Le « Tche » (comme on l’appelait à Marseille) vient de rejoindre la maison du Père. Je l’ai connu comme évêque de Marseille, de 1970 à 1984. Je lui ai souvent rendu visite à Rome, durant ces années où le pape Jean Paul II l’envoyait en bien des lieux en souffrance : Rwanda, Chine, Cuba, Irak…

J’avais été touchée par ses paroles après la rencontre de Saddam Hussein. Il disait : « J’ai beaucoup prié avant de le rencontrer. Je pensais : il a sans doute du sang sur les mains, mais je suis de la même argile humaine »… A Rome, il m’avait dit aussi sa souffrance, en Chine, d’avoir été perçu par les autorités seulement comme « un occidental en visite ».

Son cœur ouvert sur le monde était aussi enraciné localement. « N’oubliez pas les chrétiens de Rome. Bien sûr, Rome c’est le cœur de l’Eglise mais l’Eglise de Rome a aussi besoin de nos prières ».
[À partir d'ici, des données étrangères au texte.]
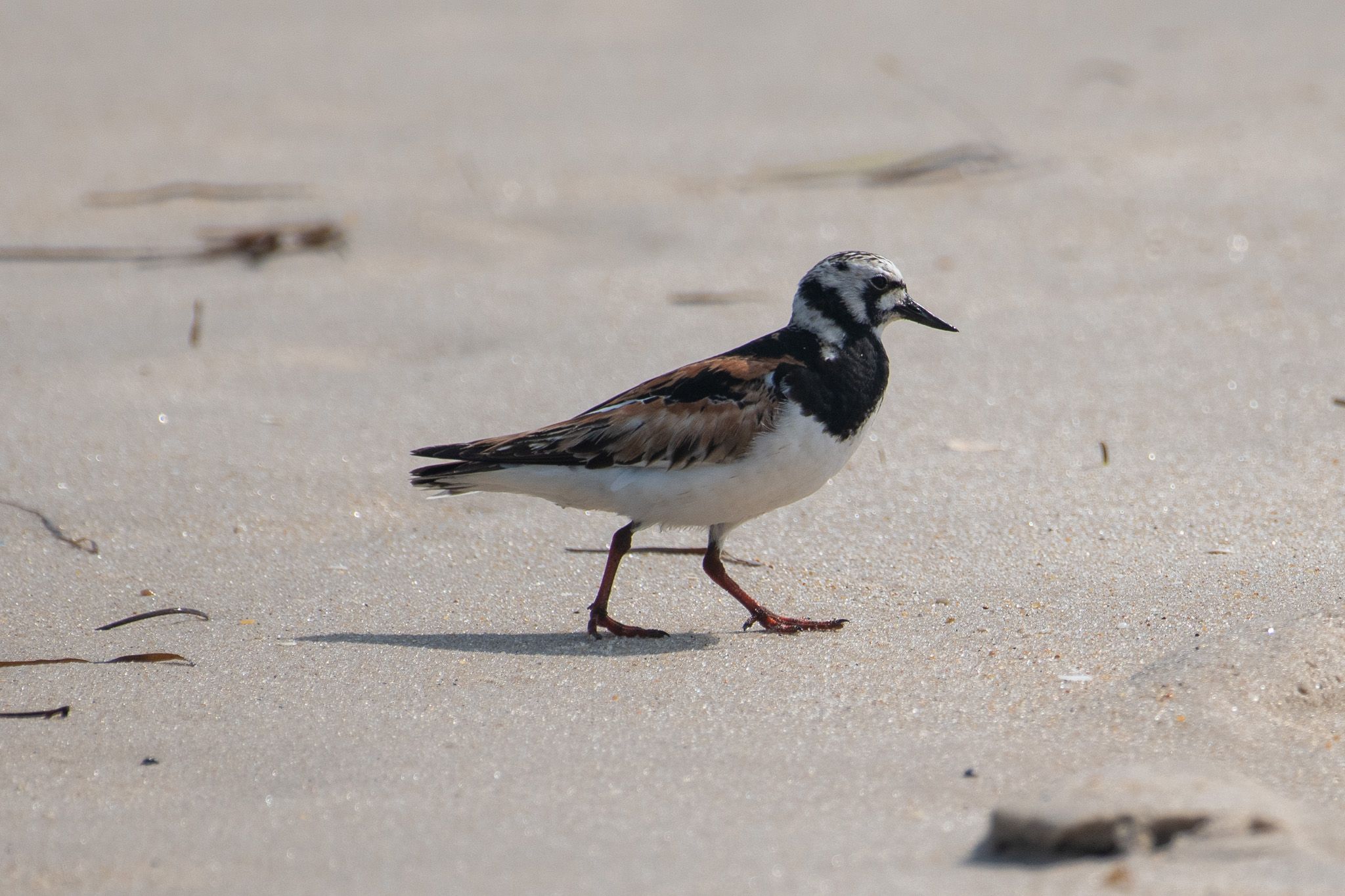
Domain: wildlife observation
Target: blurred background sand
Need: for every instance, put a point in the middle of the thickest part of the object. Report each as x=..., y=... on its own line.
x=548, y=203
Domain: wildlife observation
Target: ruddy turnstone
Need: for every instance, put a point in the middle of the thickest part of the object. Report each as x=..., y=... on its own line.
x=717, y=442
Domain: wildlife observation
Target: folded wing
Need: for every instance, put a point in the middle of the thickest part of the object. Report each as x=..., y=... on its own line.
x=704, y=413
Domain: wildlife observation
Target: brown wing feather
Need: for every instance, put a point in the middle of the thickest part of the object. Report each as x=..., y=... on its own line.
x=704, y=413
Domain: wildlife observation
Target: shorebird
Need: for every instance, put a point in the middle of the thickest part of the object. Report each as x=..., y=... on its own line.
x=717, y=442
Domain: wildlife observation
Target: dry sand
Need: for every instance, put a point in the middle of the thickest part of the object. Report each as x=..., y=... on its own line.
x=393, y=695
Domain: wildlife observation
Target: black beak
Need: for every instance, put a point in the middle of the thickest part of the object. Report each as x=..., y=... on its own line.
x=914, y=312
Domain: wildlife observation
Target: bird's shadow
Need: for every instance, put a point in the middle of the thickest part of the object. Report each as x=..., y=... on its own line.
x=550, y=644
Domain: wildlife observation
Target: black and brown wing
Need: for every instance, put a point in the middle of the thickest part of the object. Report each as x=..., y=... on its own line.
x=704, y=413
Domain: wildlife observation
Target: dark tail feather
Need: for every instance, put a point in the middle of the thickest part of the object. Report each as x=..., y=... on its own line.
x=454, y=479
x=444, y=452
Je l’ai rencontré à Cambo (Pays Basque) le 30 mars de cette année. Il était bien présent et faisait référence au vieillard Syméon, attendant d’entrer dans la paix du Seigneur.

Il nous laisse le souvenir d’un homme d’Eglise attentif aux grandes questions de notre humanité, souriant, ouvert, avec le sens de l’humour et une grande bonté.